En ce moment encore plus que d’habitude, vous pouvez appeler les cabines des CRA pour témoigner de votre solidarité. Si vous ne l’avez jamais fait et que vous vous demandez quoi dire, voilà quelques idées : Soutenir les retenu·e·s – numéros et adresses des CRA
SITUATION LE 10 AVRIL/
La machine à expulser n’arrive plus à expulser comme elle le voudrait, et les CRA montrent leur vrai visage : celui de la prison pure et simple, pour enfermer les personnes qui n’ont pas les bons papiers. Peu importe si les sans-papiers ne peuvent pas être déporté·e·s, si le fait de les entasser dans des cellules augmente le risque qu’iels chopent le virus, s’iels sont encore plus isolé·e·s que d’habitude, dans des conditions qui étaient déjà merdiques et dangereuses. Il faut continuer à enfermer, tant pis pour elleux s’iels crèvent. Les CRA, servent à punir les sans-pap, à leur faire peur, à les humilier, à les torturer. Si la plupart de ces taules pour sans-papiers sont actuellement fermées, d’autres continuent de fonctionner malgré la pandémie. C’est une manière pour l’état, les tribunaux, les flics et les préfectures de dire : « Vos vies valent moins que rien ». Virus ou pas, le racisme d’État fonctionne toujours très bien.
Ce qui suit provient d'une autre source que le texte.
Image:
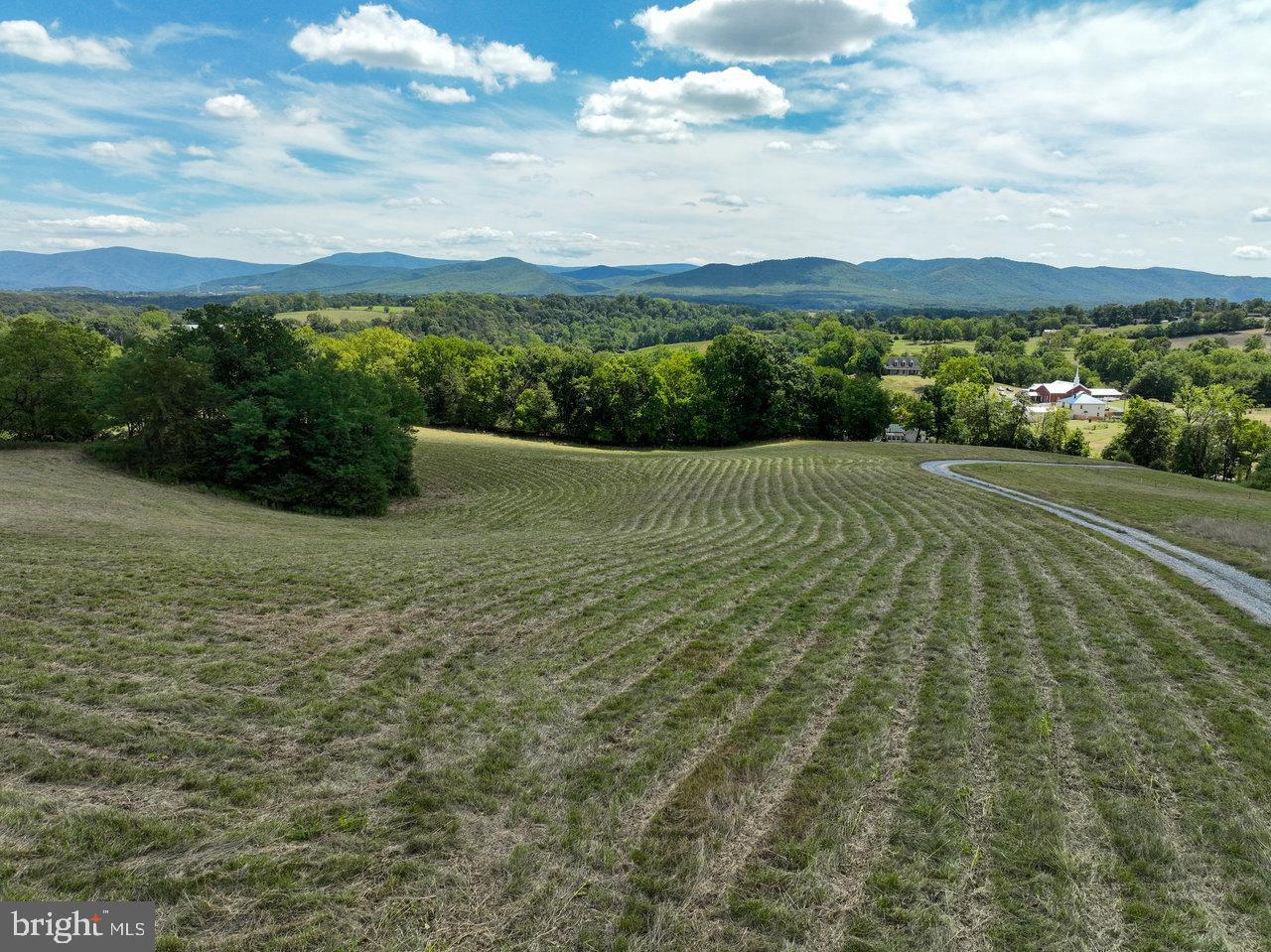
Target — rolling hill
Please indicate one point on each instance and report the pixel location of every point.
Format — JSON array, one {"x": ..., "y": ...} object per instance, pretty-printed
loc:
[
  {"x": 312, "y": 276},
  {"x": 117, "y": 270},
  {"x": 966, "y": 282},
  {"x": 494, "y": 276},
  {"x": 795, "y": 282}
]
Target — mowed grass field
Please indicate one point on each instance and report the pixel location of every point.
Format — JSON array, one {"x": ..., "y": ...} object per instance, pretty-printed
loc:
[
  {"x": 799, "y": 696},
  {"x": 1228, "y": 522}
]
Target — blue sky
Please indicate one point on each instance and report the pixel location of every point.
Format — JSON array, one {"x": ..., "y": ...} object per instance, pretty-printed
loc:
[{"x": 708, "y": 130}]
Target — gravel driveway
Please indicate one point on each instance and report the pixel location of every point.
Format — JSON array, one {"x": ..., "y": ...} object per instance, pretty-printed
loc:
[{"x": 1247, "y": 593}]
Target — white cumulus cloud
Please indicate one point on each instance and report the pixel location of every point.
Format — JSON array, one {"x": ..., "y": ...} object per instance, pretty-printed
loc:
[
  {"x": 32, "y": 41},
  {"x": 726, "y": 200},
  {"x": 412, "y": 203},
  {"x": 516, "y": 159},
  {"x": 770, "y": 31},
  {"x": 232, "y": 105},
  {"x": 377, "y": 36},
  {"x": 445, "y": 95},
  {"x": 132, "y": 150},
  {"x": 63, "y": 244},
  {"x": 665, "y": 109},
  {"x": 473, "y": 235},
  {"x": 113, "y": 225}
]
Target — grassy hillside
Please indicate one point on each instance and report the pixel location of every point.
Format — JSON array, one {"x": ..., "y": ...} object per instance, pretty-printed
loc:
[
  {"x": 799, "y": 694},
  {"x": 1229, "y": 522}
]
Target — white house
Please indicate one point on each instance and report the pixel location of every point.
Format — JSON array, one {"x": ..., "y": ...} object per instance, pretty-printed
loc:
[
  {"x": 1085, "y": 407},
  {"x": 1107, "y": 393}
]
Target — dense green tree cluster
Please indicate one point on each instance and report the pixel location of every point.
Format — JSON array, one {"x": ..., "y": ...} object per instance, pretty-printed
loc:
[
  {"x": 235, "y": 399},
  {"x": 243, "y": 400},
  {"x": 963, "y": 408},
  {"x": 117, "y": 322},
  {"x": 1212, "y": 438},
  {"x": 745, "y": 386},
  {"x": 1148, "y": 367},
  {"x": 1165, "y": 317},
  {"x": 48, "y": 375}
]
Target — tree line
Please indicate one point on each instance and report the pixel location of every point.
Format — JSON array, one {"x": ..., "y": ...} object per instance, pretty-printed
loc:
[{"x": 234, "y": 399}]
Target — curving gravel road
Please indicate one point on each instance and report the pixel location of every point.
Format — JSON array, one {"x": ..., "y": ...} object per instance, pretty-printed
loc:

Les tribunaux continuent à faire ce qu’ils faisaient avant : empêcher les gens de sortir, renouveler la période d’enfermement pour un mois de plus. Les violences et les insultes de la part des flics sont toujours les mêmes. Pour le reste, la situation a empiré : depuis le début du confinement, les parloirs sont interdits, la bouffe et l’accès aux soins sont devenus encore plus pourris, les cellules et les salles communes sont hyper sales. Rien d’étonnant si certains prisonnier·ère·s ont chopé le virus. Le dernier, hier (9 avril) à Vincennes.
Le risque de contagion augmente la peur et la rage des prisonnier·ère·s. Des luttes éclatent : les résistances face aux keufs sont quotidiennes, des mobilisations collectives revendiquent la libération de tout le monde et dénoncent les conditions sanitaires dégueulasses, des grèves de la faim sont lancées régulièrement, des témoignages et des communiqués sortent pour faire connaitre à l’extérieur ce qui se passe dans les centres.
Que faire pour les soutenir ? Aujourd’hui, être solidaires avec les prisonnier·ère·s et lutter contre la machine à enfermer est encore plus difficile qu’avant. Appeler les cabines est toujours important. On peut aussi tenter d’autres petits gestes pour rappeler aux individus qui permettent aux CRA de continuer à fonctionner qu’on ne les aime pas, et pour essayer de les faire chier un peu. Par exemple, en continuant le mail bombing contre les préfectures (ci-dessous l’appel audio à faire tourner et le texte à envoyer avec les adresses mails).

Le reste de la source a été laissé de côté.